Tenho as cores e formas que quiser.
Não sou diabo nem santo, sou exu!

Mando e desmando,
Traço e risco.
Faço e desfaço.
Estou e não vou.
Tiro e não dou.
Sou exu.

Passo e cruzo.
Trago, misturo e arrasto o pé.
Sou reboliço e alegria.
Rodo, tiro e boto.
Jogo e faço fé.
Sou nuvem, vento e poeira.

Quando quero, homem e mulher.
Sou das praias e da maré.
Ocupo todos os cantos.

Sou menino, avô, maluco até.
Sou das praias, e da maré.
Ocupo todos os cantos.

Sou menino, avô, maluco até.
Posso ser João, Maria ou José.
Sou o ponto do cruzamento.

Durmo acordado e ronco falando.
Corro, grito e pulo.
Faço filho assobiando.
Sou argamassa.

De sonho carne e areia.
Sou a gente sem bandeira,
O espeto, meu bastão.
O assento?
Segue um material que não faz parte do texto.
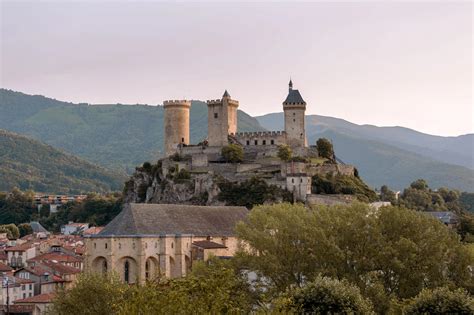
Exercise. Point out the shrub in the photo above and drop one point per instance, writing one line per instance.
(326, 296)
(233, 153)
(284, 152)
(441, 301)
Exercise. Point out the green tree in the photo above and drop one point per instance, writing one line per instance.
(325, 149)
(92, 294)
(45, 211)
(284, 152)
(395, 252)
(387, 195)
(25, 229)
(11, 229)
(326, 296)
(441, 301)
(233, 153)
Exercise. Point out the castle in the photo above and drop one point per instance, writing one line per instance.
(222, 124)
(260, 149)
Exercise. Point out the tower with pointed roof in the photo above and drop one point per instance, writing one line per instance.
(294, 108)
(221, 119)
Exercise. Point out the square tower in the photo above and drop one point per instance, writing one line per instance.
(221, 120)
(294, 108)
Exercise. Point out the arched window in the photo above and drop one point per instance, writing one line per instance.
(126, 271)
(147, 270)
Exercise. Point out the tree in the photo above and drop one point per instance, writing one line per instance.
(326, 296)
(441, 301)
(325, 149)
(387, 195)
(11, 229)
(233, 153)
(45, 211)
(25, 229)
(92, 294)
(395, 252)
(284, 152)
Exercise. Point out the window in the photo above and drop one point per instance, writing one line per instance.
(126, 271)
(147, 270)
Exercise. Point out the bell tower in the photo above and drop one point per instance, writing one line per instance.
(294, 108)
O vento!..
Sou do mundo,nem do campo,
Nem da cidade.
Não tenho idade.

Recebo e respondo pelas pontas,
Pelos chifres da nação.
Sou exu.

Sou agito, vida, ação.
Sou os cornos da lua nova,
A barriga da rua cheia!…
Quer mais? Não dou,
Não tou mais aqui.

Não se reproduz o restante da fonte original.